2)      Naming beneficiary instead of successor holder: As a successor holder that person becomes the new holder of your TFSA and its tax free status is automatically preserved, on the other hand as a beneficiary there will be no tax implication in case of death but there will be extra paper work and any income earned after the death and increase in FMV or income will be subject to tax.
3)      Foreign Income:  Foreign dividend paid to a TFSA is subject to withholding tax, a non-registered account is a better choice for foreign dividend paying investment.  A non-registered account will enable taxpayer to claim foreign tax credit to offset the withholding tax deducted.

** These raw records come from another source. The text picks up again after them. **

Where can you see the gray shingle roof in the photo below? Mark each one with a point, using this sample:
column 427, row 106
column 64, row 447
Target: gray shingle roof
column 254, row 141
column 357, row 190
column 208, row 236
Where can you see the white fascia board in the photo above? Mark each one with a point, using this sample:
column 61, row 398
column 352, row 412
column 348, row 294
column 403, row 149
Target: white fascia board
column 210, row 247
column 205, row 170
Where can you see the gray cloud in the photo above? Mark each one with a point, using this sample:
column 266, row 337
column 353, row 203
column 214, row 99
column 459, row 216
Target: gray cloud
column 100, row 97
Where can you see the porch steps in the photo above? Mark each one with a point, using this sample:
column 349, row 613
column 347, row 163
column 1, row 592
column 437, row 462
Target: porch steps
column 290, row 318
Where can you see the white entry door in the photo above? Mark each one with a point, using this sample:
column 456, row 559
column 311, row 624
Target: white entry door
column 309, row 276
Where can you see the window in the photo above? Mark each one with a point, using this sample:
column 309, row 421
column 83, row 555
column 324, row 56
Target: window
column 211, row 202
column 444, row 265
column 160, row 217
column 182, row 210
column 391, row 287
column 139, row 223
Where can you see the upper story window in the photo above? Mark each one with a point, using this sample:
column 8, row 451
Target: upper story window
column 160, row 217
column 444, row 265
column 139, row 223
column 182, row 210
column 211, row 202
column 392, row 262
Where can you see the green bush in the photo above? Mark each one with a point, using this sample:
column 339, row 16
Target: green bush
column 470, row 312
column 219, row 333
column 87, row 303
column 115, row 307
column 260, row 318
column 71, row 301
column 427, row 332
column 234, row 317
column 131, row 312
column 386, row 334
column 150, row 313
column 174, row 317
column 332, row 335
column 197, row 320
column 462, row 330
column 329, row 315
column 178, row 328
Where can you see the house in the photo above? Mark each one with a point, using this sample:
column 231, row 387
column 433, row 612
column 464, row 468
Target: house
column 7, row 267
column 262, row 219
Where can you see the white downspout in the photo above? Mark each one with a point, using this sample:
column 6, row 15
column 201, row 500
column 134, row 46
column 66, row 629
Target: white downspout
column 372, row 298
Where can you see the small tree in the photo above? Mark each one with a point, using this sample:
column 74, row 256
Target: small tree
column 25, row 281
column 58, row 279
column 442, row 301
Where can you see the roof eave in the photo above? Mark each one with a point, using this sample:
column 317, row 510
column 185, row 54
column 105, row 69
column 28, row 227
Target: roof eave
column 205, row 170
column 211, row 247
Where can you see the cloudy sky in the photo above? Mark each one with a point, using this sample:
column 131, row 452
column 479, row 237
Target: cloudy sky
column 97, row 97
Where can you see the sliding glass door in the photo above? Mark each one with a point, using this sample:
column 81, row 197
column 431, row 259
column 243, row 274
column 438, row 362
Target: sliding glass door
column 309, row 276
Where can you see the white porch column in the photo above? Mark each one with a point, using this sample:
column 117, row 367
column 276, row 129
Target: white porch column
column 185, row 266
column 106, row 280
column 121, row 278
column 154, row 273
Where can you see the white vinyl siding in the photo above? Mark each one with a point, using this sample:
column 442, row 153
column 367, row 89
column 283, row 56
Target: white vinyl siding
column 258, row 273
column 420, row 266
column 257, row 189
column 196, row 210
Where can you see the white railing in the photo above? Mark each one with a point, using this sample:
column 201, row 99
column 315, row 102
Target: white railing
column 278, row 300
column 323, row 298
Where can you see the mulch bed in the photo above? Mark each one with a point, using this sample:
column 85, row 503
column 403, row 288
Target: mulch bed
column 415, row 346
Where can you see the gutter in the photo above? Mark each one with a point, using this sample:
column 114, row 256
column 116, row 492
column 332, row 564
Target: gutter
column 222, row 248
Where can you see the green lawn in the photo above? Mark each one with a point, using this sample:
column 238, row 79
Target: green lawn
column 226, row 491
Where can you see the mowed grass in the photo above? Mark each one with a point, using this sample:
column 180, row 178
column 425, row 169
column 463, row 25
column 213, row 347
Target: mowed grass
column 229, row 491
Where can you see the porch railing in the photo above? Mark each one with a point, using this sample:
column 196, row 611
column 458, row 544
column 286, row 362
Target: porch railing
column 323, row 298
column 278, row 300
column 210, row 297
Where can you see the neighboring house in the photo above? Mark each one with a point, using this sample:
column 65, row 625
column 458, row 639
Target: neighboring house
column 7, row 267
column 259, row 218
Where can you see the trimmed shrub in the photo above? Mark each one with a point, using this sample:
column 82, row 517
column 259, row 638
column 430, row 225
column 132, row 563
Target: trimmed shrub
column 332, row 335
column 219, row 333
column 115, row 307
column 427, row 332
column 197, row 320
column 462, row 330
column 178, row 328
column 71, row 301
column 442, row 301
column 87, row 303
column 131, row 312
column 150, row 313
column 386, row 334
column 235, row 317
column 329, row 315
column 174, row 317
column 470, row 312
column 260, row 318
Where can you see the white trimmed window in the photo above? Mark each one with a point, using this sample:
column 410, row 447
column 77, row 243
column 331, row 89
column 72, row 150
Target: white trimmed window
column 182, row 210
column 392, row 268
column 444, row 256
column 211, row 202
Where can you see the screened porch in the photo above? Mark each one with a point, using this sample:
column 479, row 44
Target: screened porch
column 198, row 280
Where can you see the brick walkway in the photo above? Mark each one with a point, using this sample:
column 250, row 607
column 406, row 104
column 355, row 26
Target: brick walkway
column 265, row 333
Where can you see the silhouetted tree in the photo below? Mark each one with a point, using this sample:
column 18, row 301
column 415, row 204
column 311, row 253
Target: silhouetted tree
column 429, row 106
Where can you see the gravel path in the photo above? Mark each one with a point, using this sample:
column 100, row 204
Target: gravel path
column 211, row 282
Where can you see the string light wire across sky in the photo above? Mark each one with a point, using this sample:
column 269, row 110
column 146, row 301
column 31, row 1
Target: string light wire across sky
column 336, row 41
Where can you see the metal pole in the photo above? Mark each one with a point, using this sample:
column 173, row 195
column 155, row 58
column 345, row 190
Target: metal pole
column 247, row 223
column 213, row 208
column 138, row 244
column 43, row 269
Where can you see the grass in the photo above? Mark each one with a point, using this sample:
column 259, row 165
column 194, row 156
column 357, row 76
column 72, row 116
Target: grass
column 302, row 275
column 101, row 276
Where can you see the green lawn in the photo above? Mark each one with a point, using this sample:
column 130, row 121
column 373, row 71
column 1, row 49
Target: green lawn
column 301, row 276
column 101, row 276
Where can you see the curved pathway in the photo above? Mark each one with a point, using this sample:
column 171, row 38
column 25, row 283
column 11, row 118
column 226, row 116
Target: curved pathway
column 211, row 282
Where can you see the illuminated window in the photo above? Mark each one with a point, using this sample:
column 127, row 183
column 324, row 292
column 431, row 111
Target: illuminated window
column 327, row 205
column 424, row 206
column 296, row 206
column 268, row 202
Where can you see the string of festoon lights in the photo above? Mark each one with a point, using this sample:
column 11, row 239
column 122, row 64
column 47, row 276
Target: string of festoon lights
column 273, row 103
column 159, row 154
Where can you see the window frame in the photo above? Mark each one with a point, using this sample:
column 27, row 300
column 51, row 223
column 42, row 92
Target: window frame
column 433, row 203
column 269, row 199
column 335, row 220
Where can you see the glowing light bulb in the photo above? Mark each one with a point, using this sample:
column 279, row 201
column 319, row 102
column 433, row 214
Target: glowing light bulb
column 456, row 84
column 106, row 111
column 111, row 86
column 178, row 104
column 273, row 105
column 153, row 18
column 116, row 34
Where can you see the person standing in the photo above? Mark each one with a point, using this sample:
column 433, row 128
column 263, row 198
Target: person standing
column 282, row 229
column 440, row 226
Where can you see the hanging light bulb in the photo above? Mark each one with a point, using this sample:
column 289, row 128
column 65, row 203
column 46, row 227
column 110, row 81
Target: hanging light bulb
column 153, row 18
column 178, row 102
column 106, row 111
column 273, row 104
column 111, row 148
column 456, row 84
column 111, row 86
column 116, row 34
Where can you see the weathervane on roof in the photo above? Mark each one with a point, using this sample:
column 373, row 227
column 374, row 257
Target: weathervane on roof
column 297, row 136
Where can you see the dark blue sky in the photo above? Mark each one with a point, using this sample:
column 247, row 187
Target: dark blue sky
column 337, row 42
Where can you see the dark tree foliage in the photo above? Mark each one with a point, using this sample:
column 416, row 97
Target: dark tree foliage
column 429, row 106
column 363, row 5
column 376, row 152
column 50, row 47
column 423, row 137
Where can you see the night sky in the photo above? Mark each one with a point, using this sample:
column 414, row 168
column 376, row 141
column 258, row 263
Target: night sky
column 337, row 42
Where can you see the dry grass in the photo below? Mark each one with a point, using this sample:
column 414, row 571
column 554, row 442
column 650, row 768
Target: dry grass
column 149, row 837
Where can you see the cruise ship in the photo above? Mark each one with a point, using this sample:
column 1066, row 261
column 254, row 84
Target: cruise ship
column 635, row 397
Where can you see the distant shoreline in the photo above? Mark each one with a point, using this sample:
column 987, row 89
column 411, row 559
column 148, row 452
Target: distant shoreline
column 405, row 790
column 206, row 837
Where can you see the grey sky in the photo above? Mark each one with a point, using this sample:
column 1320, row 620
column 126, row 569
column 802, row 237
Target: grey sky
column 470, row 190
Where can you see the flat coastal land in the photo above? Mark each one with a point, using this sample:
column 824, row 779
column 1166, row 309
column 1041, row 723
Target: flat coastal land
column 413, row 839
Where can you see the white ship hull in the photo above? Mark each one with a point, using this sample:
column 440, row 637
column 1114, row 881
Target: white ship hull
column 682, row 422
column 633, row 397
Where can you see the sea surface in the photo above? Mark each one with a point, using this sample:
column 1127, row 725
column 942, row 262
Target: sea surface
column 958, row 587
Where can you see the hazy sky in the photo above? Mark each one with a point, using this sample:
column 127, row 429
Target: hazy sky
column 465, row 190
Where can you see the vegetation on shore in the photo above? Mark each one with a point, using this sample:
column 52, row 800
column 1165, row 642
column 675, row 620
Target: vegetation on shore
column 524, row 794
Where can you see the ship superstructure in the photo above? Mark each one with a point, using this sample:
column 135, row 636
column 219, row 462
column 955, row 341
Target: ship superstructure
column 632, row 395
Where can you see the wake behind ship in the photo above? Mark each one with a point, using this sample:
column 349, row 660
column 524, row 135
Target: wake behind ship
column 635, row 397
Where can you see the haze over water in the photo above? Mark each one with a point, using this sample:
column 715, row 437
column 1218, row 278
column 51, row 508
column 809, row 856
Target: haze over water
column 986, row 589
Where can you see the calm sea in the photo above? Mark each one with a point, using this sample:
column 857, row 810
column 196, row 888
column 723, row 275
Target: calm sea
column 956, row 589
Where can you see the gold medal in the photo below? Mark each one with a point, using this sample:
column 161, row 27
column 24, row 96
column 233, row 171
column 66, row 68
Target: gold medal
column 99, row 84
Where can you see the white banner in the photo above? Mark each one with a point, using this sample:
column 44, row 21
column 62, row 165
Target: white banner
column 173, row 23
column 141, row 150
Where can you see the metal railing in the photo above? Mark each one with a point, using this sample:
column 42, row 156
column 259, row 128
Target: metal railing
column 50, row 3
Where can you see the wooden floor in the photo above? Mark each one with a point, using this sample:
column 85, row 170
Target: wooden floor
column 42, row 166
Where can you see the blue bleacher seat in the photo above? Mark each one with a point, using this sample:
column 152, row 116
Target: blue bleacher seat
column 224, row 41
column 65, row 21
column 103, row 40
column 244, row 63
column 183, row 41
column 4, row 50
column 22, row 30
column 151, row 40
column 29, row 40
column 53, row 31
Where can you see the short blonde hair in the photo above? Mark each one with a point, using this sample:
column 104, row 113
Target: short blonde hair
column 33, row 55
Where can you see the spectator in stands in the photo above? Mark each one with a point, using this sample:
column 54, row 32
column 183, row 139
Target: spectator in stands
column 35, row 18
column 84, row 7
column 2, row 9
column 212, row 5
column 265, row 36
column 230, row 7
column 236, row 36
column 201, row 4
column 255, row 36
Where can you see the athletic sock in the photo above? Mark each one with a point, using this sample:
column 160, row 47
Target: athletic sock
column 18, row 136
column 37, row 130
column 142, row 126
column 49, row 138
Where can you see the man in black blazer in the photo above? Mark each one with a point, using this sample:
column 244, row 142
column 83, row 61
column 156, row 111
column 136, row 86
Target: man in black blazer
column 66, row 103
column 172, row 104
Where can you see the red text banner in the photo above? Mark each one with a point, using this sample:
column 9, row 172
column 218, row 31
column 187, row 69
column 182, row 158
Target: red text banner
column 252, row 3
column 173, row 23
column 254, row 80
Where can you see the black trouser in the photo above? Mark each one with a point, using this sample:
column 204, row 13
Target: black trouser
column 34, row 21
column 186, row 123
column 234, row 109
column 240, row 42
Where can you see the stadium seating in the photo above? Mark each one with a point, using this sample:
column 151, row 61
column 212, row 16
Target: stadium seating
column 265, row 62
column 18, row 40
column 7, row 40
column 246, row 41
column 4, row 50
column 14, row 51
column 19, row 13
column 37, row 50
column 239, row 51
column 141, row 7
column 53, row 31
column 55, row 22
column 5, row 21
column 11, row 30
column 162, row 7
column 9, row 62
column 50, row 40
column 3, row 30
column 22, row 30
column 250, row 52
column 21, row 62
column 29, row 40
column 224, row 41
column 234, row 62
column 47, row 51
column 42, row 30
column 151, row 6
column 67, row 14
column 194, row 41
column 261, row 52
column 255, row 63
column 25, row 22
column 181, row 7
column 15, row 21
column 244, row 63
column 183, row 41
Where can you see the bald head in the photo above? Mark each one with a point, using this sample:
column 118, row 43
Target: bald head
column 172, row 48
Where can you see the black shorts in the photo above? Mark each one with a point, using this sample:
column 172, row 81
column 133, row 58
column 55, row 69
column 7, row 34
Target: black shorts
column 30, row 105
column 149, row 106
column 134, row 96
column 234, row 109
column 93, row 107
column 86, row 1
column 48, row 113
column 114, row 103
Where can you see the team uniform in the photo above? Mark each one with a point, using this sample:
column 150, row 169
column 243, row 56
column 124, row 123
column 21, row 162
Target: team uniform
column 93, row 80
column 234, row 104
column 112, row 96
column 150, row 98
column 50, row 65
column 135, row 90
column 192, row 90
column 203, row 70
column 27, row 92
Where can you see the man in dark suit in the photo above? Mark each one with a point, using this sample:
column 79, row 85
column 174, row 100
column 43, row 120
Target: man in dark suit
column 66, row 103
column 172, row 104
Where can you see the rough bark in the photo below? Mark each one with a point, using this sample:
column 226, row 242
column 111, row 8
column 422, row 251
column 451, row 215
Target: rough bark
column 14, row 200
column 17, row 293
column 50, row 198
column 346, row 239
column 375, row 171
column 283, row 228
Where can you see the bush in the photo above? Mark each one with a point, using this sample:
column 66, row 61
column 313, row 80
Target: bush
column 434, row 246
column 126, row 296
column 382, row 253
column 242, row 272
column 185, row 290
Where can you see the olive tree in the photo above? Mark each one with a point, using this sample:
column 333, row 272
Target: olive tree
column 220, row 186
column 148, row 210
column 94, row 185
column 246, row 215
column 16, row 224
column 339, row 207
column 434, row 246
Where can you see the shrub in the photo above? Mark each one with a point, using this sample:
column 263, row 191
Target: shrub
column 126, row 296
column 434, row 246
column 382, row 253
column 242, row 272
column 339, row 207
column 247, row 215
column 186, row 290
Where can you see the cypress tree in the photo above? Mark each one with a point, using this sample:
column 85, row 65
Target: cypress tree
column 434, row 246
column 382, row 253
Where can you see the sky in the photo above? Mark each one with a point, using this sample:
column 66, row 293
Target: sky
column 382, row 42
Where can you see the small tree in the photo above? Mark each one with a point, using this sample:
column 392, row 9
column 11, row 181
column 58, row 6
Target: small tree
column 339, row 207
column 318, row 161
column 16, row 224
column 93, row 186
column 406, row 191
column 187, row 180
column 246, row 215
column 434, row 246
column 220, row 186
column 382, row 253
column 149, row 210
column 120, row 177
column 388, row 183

4)      Market loss: Market losses can impact your contribution room. If there is a change in the value of your entire TFSA account, it will impact your withholding, and you can recontribute only what you withhold excluding the new limits. Fortunately, the opposite is true for gains; therefore, if you close all your accounts, and open a new one, ensure that you are only contributing up to your limit. You should contact your tax specialist to ensure the proper limit.
5)      TFSA investment must be eligible: You need to make sure the investment you are putting in your TFSA is eligible for TFSA investment.  The securities that are not traded through recognized stock exchange will not be eligible for TFSA investment. This may result in tax implications.